Seems easy enough to work around with a magic table name in this hypothetical future reworked dialect of SQL?

    from @@special
    select version

tapas73 · on Jan 26, 2022

or

    from dual
    select @@version

barrkel · on Jan 24, 2022

It's a fair sentiment, but it can be handled without losing directional flow and composability, some of the bigger advantages of reworking SQL.

One idea would be along the lines of a function prototype: a declaration, up front, about the columns and types that a query is expected to return. It's a good place to put documentation, it's redundant information which should protect against mistakes but not so redundant that it would be too taxing - the author should know what the query returns.

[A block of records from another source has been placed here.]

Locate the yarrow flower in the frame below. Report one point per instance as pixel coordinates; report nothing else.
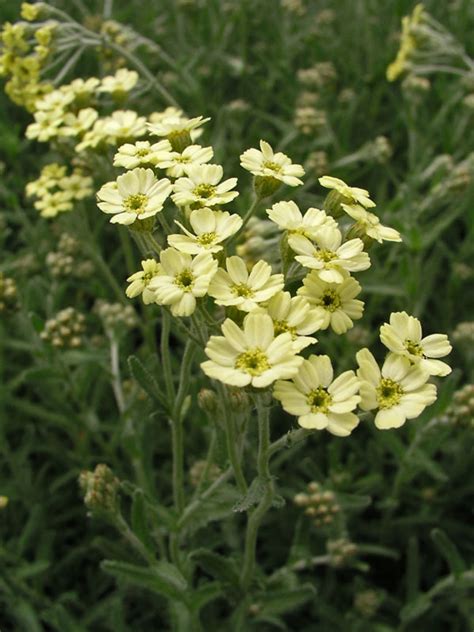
(328, 257)
(236, 286)
(270, 169)
(252, 355)
(368, 223)
(177, 163)
(141, 154)
(398, 391)
(403, 336)
(295, 316)
(182, 279)
(288, 217)
(210, 228)
(203, 187)
(318, 400)
(135, 195)
(335, 303)
(139, 281)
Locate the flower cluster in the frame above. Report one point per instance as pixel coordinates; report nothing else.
(268, 314)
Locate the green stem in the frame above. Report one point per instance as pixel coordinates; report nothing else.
(256, 517)
(231, 440)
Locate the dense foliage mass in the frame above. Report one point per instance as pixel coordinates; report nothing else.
(231, 234)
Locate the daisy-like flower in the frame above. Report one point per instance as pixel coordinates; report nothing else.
(288, 217)
(177, 163)
(236, 286)
(122, 82)
(345, 193)
(295, 316)
(328, 257)
(203, 187)
(398, 391)
(252, 355)
(270, 168)
(124, 124)
(335, 303)
(403, 336)
(320, 401)
(139, 281)
(182, 279)
(210, 228)
(46, 125)
(368, 223)
(135, 195)
(77, 124)
(141, 154)
(177, 129)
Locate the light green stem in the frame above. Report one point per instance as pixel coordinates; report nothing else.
(256, 517)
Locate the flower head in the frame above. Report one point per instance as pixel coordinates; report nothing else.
(210, 228)
(295, 316)
(139, 281)
(267, 164)
(403, 336)
(318, 400)
(203, 187)
(398, 391)
(252, 355)
(335, 303)
(236, 286)
(141, 154)
(182, 279)
(135, 195)
(328, 257)
(288, 217)
(368, 223)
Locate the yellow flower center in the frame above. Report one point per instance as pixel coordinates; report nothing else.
(206, 239)
(325, 255)
(254, 362)
(414, 348)
(330, 300)
(273, 166)
(204, 190)
(185, 280)
(282, 327)
(388, 392)
(136, 203)
(243, 290)
(319, 400)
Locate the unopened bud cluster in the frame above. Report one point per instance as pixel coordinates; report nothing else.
(318, 504)
(65, 330)
(8, 294)
(461, 410)
(340, 551)
(100, 490)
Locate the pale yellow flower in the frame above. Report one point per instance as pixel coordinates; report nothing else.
(210, 228)
(267, 164)
(203, 187)
(141, 154)
(318, 400)
(182, 279)
(288, 217)
(398, 391)
(403, 336)
(252, 355)
(135, 195)
(236, 286)
(335, 303)
(328, 256)
(140, 281)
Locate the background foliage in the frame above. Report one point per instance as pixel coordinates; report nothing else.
(406, 496)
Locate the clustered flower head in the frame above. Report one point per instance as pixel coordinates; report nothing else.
(268, 313)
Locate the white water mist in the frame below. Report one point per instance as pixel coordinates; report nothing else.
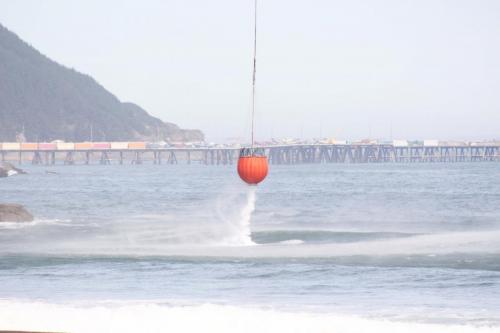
(239, 224)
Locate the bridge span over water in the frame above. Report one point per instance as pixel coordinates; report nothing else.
(277, 154)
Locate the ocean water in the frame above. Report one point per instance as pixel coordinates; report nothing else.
(315, 248)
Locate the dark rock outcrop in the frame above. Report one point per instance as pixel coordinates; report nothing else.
(41, 100)
(14, 213)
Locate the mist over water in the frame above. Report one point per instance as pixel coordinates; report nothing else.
(327, 244)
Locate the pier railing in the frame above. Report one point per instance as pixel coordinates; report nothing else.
(283, 154)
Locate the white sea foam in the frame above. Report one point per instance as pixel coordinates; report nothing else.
(36, 222)
(154, 317)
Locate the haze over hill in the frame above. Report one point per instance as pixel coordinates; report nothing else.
(49, 101)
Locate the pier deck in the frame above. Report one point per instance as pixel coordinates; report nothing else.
(284, 154)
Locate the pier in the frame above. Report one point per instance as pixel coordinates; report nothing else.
(279, 154)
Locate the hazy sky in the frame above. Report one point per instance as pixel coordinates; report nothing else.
(345, 69)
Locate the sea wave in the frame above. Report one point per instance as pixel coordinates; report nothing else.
(157, 317)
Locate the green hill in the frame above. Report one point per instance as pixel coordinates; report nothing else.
(50, 101)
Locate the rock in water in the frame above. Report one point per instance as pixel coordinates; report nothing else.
(14, 213)
(7, 169)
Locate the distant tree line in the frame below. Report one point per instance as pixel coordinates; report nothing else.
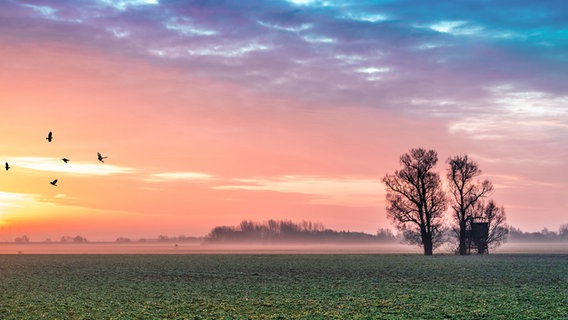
(517, 235)
(275, 231)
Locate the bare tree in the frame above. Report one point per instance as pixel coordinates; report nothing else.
(465, 192)
(416, 200)
(495, 217)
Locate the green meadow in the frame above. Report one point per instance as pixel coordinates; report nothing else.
(283, 286)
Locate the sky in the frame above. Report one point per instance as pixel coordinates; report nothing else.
(212, 112)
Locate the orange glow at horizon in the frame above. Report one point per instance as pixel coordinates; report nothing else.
(187, 153)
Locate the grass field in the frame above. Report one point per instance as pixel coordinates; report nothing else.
(281, 286)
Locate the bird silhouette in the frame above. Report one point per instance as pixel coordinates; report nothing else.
(100, 157)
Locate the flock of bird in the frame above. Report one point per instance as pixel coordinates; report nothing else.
(49, 138)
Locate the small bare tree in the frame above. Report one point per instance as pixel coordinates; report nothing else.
(465, 192)
(495, 217)
(416, 200)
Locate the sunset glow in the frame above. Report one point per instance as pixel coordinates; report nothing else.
(213, 113)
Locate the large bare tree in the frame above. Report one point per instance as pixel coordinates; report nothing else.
(465, 192)
(416, 200)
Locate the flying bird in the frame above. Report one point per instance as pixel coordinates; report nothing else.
(100, 157)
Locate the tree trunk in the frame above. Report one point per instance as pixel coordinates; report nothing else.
(428, 247)
(463, 243)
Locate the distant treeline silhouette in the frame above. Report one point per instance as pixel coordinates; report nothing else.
(275, 231)
(517, 235)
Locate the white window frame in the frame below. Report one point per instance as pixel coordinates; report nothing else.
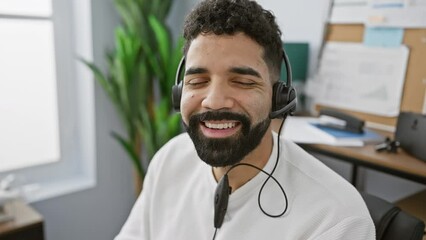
(76, 169)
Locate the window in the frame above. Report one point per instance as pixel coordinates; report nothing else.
(46, 96)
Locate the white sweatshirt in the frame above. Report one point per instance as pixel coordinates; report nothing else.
(177, 201)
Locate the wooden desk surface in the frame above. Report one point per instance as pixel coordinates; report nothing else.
(399, 164)
(25, 219)
(367, 155)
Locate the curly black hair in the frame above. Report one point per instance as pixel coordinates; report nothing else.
(233, 16)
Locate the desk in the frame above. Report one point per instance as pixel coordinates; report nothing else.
(400, 164)
(27, 224)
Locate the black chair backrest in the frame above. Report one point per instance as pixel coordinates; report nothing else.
(391, 222)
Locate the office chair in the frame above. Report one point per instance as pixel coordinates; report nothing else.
(391, 222)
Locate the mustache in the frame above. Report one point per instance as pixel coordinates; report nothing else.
(195, 119)
(220, 115)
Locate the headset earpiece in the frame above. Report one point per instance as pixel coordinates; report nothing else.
(283, 100)
(284, 97)
(176, 96)
(177, 88)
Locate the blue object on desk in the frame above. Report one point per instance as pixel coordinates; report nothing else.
(366, 136)
(383, 37)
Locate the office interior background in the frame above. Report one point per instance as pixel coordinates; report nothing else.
(98, 212)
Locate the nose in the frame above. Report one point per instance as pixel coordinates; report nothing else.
(218, 97)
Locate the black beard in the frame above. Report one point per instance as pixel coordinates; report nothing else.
(222, 152)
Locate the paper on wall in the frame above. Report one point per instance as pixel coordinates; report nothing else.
(397, 13)
(349, 11)
(360, 78)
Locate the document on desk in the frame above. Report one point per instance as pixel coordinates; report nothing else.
(303, 130)
(397, 13)
(361, 78)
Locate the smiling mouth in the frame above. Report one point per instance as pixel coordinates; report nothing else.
(220, 125)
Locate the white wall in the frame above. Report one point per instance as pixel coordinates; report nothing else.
(96, 213)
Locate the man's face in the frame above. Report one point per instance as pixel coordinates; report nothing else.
(226, 97)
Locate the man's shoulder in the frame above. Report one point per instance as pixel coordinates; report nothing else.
(176, 151)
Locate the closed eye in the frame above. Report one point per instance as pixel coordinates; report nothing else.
(194, 82)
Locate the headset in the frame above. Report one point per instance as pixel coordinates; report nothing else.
(284, 98)
(284, 101)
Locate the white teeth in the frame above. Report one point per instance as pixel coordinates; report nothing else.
(220, 125)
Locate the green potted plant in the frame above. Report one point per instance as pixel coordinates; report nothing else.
(139, 78)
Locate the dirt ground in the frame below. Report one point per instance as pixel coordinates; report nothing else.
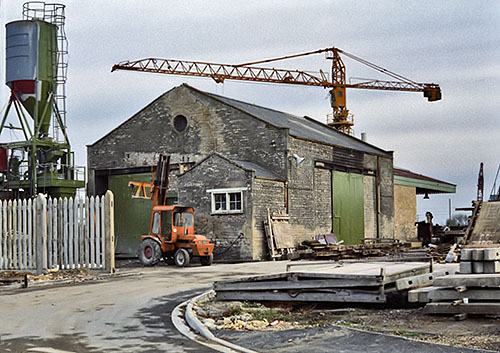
(479, 332)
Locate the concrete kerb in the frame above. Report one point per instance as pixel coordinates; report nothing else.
(197, 326)
(88, 279)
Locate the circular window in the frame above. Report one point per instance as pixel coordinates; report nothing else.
(180, 123)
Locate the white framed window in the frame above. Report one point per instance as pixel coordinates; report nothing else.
(225, 201)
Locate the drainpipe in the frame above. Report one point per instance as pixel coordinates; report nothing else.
(377, 195)
(285, 201)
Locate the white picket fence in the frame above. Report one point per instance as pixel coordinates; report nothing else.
(43, 234)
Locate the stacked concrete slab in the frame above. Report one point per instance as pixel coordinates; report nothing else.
(476, 290)
(480, 260)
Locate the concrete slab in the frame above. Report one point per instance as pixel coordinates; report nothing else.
(487, 227)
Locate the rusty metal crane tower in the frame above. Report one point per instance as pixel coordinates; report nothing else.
(341, 119)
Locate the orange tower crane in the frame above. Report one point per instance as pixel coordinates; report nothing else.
(341, 119)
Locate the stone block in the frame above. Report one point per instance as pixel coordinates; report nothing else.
(477, 254)
(491, 267)
(466, 255)
(477, 267)
(491, 254)
(465, 267)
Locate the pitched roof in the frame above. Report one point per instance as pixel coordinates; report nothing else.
(423, 183)
(299, 126)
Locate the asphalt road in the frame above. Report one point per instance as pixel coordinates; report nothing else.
(129, 314)
(132, 314)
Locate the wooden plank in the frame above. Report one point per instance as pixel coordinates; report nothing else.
(449, 294)
(103, 232)
(81, 230)
(67, 239)
(69, 225)
(306, 284)
(393, 277)
(22, 234)
(76, 239)
(470, 308)
(31, 238)
(55, 238)
(50, 235)
(491, 266)
(282, 232)
(98, 231)
(423, 280)
(421, 295)
(492, 254)
(469, 280)
(87, 232)
(341, 296)
(269, 235)
(15, 237)
(92, 231)
(1, 237)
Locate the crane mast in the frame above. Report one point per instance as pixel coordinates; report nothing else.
(341, 119)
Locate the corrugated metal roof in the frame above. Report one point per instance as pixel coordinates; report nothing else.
(422, 183)
(301, 126)
(260, 172)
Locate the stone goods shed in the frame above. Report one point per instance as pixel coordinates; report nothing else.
(232, 160)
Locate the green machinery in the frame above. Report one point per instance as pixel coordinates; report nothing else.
(36, 64)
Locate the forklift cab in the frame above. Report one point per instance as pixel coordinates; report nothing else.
(171, 222)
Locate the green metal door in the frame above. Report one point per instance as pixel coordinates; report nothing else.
(132, 216)
(348, 207)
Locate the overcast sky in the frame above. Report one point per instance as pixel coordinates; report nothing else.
(453, 43)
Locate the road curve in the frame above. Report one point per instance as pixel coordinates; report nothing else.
(128, 314)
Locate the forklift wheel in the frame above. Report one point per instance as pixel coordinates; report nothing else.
(149, 252)
(207, 260)
(181, 258)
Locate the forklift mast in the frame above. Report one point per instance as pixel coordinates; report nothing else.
(160, 183)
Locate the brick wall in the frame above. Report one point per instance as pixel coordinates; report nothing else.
(405, 212)
(212, 127)
(265, 194)
(224, 229)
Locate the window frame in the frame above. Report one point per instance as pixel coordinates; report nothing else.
(227, 192)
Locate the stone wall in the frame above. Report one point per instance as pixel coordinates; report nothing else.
(212, 126)
(370, 188)
(265, 194)
(305, 184)
(386, 216)
(405, 212)
(223, 229)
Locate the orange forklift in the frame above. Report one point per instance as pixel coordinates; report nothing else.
(171, 231)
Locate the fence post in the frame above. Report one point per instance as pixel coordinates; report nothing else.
(41, 234)
(109, 225)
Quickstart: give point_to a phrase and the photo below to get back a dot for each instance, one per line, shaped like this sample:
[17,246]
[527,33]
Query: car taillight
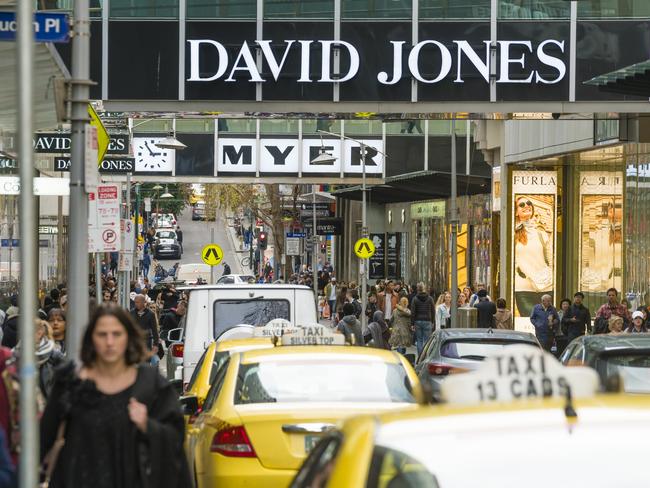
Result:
[232,442]
[178,350]
[439,369]
[194,416]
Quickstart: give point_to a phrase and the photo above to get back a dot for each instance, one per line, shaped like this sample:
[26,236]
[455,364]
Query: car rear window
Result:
[477,349]
[252,311]
[633,369]
[307,381]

The prototype would only be used for validation of column names and types.

Another idea would be requiring the last element in a query to be a projection, a bit like the return statement in a function body: here's what I'm returning out of the grand set of symbols available (e.g. via various joins) in scope from previous operations in the flow.

samatman · on Jan 24, 2022

I'm also completely unfamiliar with the PRQL syntax, outside of right now.

Reading the comment however, it would seem that `let` adds columns which are implicitly returned in the order they are defined.

I do see benefits in this, and can imagine pitfalls. Hard to judge without kicking the tires.

Update: It's quite possible we saw different syntax!

https://news.ycombinator.com/item?id=30063266

Without the `let` I would imagine having trouble reading it as well, I'm not sure if that would go away with familiarity but my instinct is that it's a useful addition.

KerryJones · on Jan 24, 2022

This feels like a English-language thing. In english we tend to put our adjectives first, it feels natural, "Where is my red, round ball?", rather than some other languages (like German) where you put the subject first. Equivalent of "Where is my ball, red & round?"

While it inherently feels unnatural I do agree with the others here that the context is actually easier to understand once over the initial uncomfort.

zigzag312 · on Jan 25, 2022

_from_ is kind of one of the most important context about the data being returned. It provides the type information. Columns you select are just properties of that type.

In SQL, where _from_ is placed at the end, we are essentially writing equivalent of 'property.object'; eg.: name.person, age.person

mcsoft · on Jan 24, 2022

Both CTEs and this idea address the same problem: poor readability of complex SQL queries. Compared to CTEs, the author takes the idea to split the complex query into parts to the next level.

To your point - a solid IDE will show you what's being processed at each line (or returned, if the cursor is on the last line) - in an autocomplete window or a side panel.